А потом?.. Потом ничего не было. Только время, шло время, очень много времени, она спрашивала себя: «Сколько же прошло?» — она не знала; но она видела, что ей вернули сад.
Видела, что ей больше нечего опасаться — и ей тоже: ни людей, ни событий, — отныне она защищена от скверной погоды, от града, стужи и всякой печали, от всех смертей.
Серая стена с облупившейся штукатуркой, на которой висели пучки левкоев, вновь была перед ней. Покрашенная зеленой краской лейка снова стояла посреди дорожки.
Все вещи, которыми она пользовалась, также были возвращены: лейка, полольник, железный совок, старая мотыга, сажалка из прочного дерева, бечевка, с помощью которой намечают ряды, ивовая корзинка, тяпка, чтобы выпалывать сорняки, и она восклицала, всплеснув руками: «Бог ты мой! Я вправду заслужила такое?» — сердце ее было смиренным.
«Что же я такого сделала? Что же я сделала, что меня вызволили и я снова увидела свет? Я словно куда-то уехала посреди недели, а воскресным днем вернулась, вернулась прекрасным воскресным днем, навсегда!»

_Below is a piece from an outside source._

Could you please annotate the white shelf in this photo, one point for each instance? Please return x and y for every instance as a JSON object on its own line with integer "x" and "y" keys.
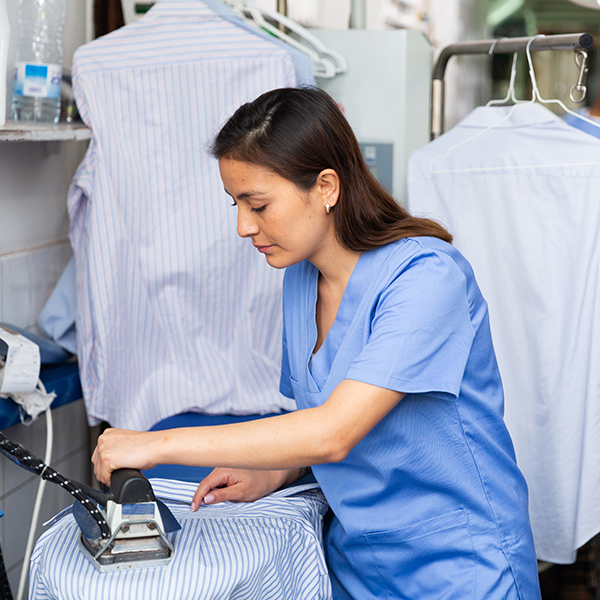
{"x": 43, "y": 132}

Это было настолько прекрасно, что она сначала, как и Катрин, не поверила. Но к ней подлетела, что-то поведав, пчела; сел на рукав крылатый муравей; по ограде пробежал, словно крыса, дрозд.
Она должна была поверить.
У нее было то же тело, сложенное пополам, поскольку работала все время согнувшись, и она ходила вдоль резеды с сероватыми лепестками.
Календула росла в изобилии, кусты турецкой гвоздики невероятно разрослись, тонкие стебли сердца старой девы [18] с ломкими светлыми плодами доходили до пояса, и среди всего этого — ни единого сорняка, ни одного печального следа букашек, которые портят корни или проедают дыры в листьях, а там, где полз слизень, остается серебряная полоска.
18
Физалис обыкновенный, он же «песья вишня», «китайский фонарик». Рамю употребляет местное название растения.